Friday, March 31, 2006

 

Medical Tourism

Turns out I was wrong about the medical tourism market—it is worth over $2 billion in India! And India is only one of the countries involved in medical/health tourism. Countries like Argentina, South Africa, Malaysia, Turkey, and Thailand can also boast of private hospitals with world-class facilities, qualified doctors and surgeons, and very modest costs.

This month there was even a conference on medical tourism in Mumbai. India’s cost advantage was described with examples: cardiac surgery costs $4000-$9000, orthopedic surgery $4,500, dental surgery is even cheaper. All these are at a fraction of the costs in the US and other countries. As an illustration Bone Marrow Transplant costs $300,000 in the US, $62,500 in Thailand, and $30,000 in India.

Add to this the cost of travel and stay in India, which would be under $1,500 in most cases, and you have affordable medical treatment. But as the conference showed there are other sweeteners to medical tourism:

“The other advantages are that most metros have good infrastructure, majority of population speak English and Indian surgeons have world class skills and surgical exposure. India should provide the best of Eastern and Western healthcare systems. Ayurveda, Yoga and Siddha can be India’s gift to the world. “Ayurveda is recognised as an official healthcare system in Hungary. Doctors in the West are increasingly prescribing Indian Systems of Medicine. More than 70 per cent of the American population prefer a natural approach to health,” he added. Americans are said to spend around $25 billion on non-traditional medical therapies and products.
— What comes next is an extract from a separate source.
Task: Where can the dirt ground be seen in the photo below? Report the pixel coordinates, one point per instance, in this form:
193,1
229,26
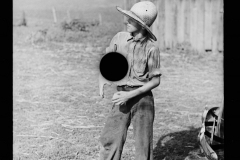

Several companies are getting into this business. This company provides the following services to prospective clients:
Suggesting Hospitals/Clinics as per treatment required/budget.
Arranging consultations with doctors
Assisting in planning treatment /check up with appointment fixing and travel scheduling
Airport Pick up
Stay arrangements , pre-hospitalization and post -hospitalization
Arranging accommodation for family members and attendants
Travel arrangements
Translators
Coordinating all appointments
Nurses/Guide

For a foreign perspective on this phenomenon see The Economist and CBC News. There is already a US-based agency called MedRetreat, which provides information and services to the medical tourists from their country.